Example: Identify “storm drain” and “lane” as contextual keywords and use them to contextualize nearby entities.
• Keyword Proximity Analysis:
Analyze the proximity of detected entities to specific keywords or phrases related to the driving scenario.
Example: Analyze the proximity of entities like “vehicle,” “collision,” “lane,” etc., to identify relevant PII.
• Contextual Clustering:
Use of group-detected entities based on their semantic similarity and context within the narrative.
Example: Group entities related to driving maneuvers, road conditions, and vehicles to understand the context better.
• Sentiment Analysis:
Analyze the sentiment of the narrative to identify phrases or keywords indicating personal experiences or emotions.
Example: Determine the sentiment around phrases like “much-needed respite” to understand the emotional context.
iv. Anonymization or Redaction of PII: Identified PII undergoes anonymization or redaction, replaced with generic placeholders, or removed, based on the requirement to maintain narrative integrity for further processing.
v. Conversion to Structured Format: The sanitized narrative is finally transformed into a structured format like OpenSCENARIO®, employing algorithms to parse and map narrative elements (actions, entities, conditions) to structured language constructs.
b. In the scenario, “The other day, after a respite from heavy downpour, I attempted to avoid sandbags near a storm drain, almost colliding with a vehicle in the adjacent lane,” the process involves:
i. Normalization: Adjusting the narrative’s format for consistency.
ii. PID via NLP Models: Scanning for PII; in this case, none is present.
Transformation: Parsing the scenario to extract elements like the environmental condition (“heavy downpour”), obstacles (“sandbags”), and actions (“avoid” and “almost colliding”), then structuring these details in OpenSCENARIO® format, ensuring accurate depiction without PII exposure.
[069] Identifying similar driving scenarios based on a similarity score from among a plurality of driving scenarios generated for the plurality on driving scenarios to rank in accordance with frequency of occurrence of similar scenarios.
[070] Using search and recommendation techniques to identify similar scenarios
a. Driving scenarios are ranked based on their similarity scores ( for example, cosine similarity score) in descending order using custom word embeddings trained on a large corpus of driving scenario narrative text data.

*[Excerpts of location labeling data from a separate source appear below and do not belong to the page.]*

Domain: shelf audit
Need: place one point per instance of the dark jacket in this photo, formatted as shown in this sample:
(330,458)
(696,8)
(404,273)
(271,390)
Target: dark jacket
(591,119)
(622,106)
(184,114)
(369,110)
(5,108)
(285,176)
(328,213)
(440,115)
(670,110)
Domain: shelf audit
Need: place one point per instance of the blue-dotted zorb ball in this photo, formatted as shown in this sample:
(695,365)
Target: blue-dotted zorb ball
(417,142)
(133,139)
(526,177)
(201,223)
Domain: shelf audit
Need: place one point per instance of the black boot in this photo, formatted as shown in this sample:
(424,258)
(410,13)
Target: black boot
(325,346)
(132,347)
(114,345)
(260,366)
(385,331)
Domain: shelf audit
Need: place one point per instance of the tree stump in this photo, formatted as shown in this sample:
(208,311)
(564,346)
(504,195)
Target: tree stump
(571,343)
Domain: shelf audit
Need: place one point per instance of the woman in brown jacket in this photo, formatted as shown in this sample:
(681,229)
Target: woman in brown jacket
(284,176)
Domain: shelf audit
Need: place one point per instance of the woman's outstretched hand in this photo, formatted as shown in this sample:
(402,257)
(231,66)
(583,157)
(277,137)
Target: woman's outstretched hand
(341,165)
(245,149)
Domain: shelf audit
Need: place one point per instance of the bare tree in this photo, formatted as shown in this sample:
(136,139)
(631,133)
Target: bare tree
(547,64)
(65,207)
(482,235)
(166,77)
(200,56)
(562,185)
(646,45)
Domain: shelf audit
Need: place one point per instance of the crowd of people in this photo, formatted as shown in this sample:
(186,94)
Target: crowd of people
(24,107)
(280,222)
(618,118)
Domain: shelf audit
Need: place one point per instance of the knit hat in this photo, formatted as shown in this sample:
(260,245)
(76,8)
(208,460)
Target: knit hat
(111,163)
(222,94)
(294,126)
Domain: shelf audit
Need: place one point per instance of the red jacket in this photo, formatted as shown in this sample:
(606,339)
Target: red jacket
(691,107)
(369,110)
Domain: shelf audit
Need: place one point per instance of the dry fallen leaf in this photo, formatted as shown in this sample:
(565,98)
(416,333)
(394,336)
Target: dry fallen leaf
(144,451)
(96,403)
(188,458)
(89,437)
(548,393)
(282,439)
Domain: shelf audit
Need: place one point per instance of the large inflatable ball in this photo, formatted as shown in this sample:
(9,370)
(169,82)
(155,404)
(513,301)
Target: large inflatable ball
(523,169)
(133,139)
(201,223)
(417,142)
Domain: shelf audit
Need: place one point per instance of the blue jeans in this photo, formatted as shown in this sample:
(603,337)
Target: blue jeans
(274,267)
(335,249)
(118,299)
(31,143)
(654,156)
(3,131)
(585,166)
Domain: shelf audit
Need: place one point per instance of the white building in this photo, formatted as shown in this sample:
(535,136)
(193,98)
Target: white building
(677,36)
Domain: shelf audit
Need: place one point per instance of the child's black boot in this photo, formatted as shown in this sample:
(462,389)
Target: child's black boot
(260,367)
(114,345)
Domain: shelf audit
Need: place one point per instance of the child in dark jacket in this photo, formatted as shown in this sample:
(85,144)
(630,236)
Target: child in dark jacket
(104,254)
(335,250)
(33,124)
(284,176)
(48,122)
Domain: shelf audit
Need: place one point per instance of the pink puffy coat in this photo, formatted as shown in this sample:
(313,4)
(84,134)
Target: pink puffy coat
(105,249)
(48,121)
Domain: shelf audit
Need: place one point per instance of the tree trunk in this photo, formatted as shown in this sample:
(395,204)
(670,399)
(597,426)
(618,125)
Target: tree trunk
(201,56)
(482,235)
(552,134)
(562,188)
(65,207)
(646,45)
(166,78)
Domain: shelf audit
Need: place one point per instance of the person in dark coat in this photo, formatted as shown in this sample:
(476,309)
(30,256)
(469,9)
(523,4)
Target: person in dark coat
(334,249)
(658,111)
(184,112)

Higher similarity scores indicate greater similarity between scenarios.
b. Custom word embeddings are transformed into scenario embeddings using simple aggregation, pooling, or transformer-based models. Pooling techniques, such as max-pooling or average-pooling, over the word embeddings allow the scenario embedding model to focus on important features while reducing the dimensionality of the embeddings. Alternatively, transformer-based scenario embedding models are initialized with custom word embeddings and fine-tuned with the driving scenario text dataset. The trained scenario embedding model generates fixed-length vector representations based on the custom embeddings represented in a multi-dimensional space.
c. Using custom word embeddings allows to capture domain-specific or task-specific semantics, resulting in more contextually relevant and accurate scenario embeddings. Word embeddings capture complex associations with other words, connected through various relations such as synonymy, antonymy, similarity, relatedness, and connotation. Using word embeddings in generating scenario embeddings requires considering multiple factors, including the context window, similarity measurement, and potential biases.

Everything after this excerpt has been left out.